# AI Project 5 - Decision Tree
## Jesse Brizzi, Geoffrey Churchill  

This is a printout of an IPython Notebook for Project 5.          
The original [python project](https://github.com/GeoffChurch/BinaryDecisionTree/) to run this is included with the submssion, and the original IPython notebook file can be downloaded [here](https://github.com/GeoffChurch/BinaryDecisionTree/edit/master/Decision%20Tree.ipynb).

### Intro
In this project we create a decision tree generator to predict when customers will leave a company's website. This notebook will outline our code structure, walk you through each step of the project, and complete with a detailed analysis of the performance on the provided data.

### Code

In [1]:
from collections import defaultdict,Counter
from bisect import bisect_right
# numpy and scipy are available from the anaconda collection:
#continuum.io/downloads
from numpy import log2
from scipy.stats import chi2
try:
	import cPickle as pickle
except:
	import pickle

We store our finished tree as a fractally-nested list.

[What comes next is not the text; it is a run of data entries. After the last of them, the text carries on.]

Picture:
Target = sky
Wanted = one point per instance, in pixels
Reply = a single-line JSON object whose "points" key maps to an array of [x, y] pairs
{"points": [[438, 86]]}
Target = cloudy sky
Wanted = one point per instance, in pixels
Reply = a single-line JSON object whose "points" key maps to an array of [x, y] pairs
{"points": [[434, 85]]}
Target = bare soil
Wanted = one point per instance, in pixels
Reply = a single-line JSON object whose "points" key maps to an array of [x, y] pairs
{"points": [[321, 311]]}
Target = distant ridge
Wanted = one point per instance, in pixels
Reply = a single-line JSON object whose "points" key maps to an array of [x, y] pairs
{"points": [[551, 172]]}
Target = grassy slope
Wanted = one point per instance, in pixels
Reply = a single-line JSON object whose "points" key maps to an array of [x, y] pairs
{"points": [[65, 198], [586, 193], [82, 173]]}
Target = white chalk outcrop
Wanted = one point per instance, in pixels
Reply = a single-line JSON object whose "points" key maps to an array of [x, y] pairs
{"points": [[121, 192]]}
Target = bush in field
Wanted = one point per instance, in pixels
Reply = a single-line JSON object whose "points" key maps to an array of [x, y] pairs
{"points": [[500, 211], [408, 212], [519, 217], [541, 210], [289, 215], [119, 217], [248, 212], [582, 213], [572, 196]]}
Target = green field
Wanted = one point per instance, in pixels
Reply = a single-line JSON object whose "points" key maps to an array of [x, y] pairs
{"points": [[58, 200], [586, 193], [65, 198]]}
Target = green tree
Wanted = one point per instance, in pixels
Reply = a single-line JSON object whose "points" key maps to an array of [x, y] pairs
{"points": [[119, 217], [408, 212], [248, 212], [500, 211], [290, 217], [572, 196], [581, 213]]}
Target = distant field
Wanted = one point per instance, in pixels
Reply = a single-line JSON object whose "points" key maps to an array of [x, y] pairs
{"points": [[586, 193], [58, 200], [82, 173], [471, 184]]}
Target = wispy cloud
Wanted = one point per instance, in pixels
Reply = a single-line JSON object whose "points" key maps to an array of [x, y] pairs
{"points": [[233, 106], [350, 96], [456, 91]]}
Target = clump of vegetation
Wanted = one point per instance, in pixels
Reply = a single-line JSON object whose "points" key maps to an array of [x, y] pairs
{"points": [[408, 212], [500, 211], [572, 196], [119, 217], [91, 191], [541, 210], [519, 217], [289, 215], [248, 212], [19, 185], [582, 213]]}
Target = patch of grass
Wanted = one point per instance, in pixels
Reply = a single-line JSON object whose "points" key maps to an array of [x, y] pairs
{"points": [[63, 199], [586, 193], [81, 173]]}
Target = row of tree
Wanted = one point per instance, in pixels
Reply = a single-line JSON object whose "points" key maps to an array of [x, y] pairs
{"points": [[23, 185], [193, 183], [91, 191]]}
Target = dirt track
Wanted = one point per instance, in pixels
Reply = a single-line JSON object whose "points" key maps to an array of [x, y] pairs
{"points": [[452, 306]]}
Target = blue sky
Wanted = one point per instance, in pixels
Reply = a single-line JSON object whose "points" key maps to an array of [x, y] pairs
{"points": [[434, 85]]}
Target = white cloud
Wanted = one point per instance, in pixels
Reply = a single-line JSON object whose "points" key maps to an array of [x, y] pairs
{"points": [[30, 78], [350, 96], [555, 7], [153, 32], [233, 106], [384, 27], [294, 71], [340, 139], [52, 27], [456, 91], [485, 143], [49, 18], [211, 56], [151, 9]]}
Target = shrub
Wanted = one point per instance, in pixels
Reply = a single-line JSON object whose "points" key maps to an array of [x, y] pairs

For example,

In [2]:
tree=[(23,[3,7]),'0',[(7,[2]),'0','1'],'1']

would represent the following decision tree:

In [3]:
def classify(element):
    attrVal = element.getAttr(23)
    if attrVal<3:
        return 0
    elif attrVal<7:
        attrVal=element.getAttr(7)
        if attrVal<2:
            return 0
        else:
            return 1
    else:
        return 1

However, while the tree is being grown, each leaf is a list of elements, rather than a label ('1' or '0'). For example,

In [4]:
tree=[(23,[3,7]),[('0',[2,4,3,3]),('0',[6,4,1,5]),('1',[1,2,3,4])]]

When we've finished growing, we simply change each leaf node to the mode of the labels of its elements. This is done using the following function:

In [5]:
"""
sets a node equal to the most common classification label among its elements
"""
def setClassifiers(parent,index):
	node=parent[index]
	if isLeaf(node):
		parent[index]=Counter(element[0] for element in node).most_common(1)[0][0]
	else:
		for index in xrange(len(node)-1):
			setClassifiers(node,index+1)

The core of our implementation is the following two methods, grow and split.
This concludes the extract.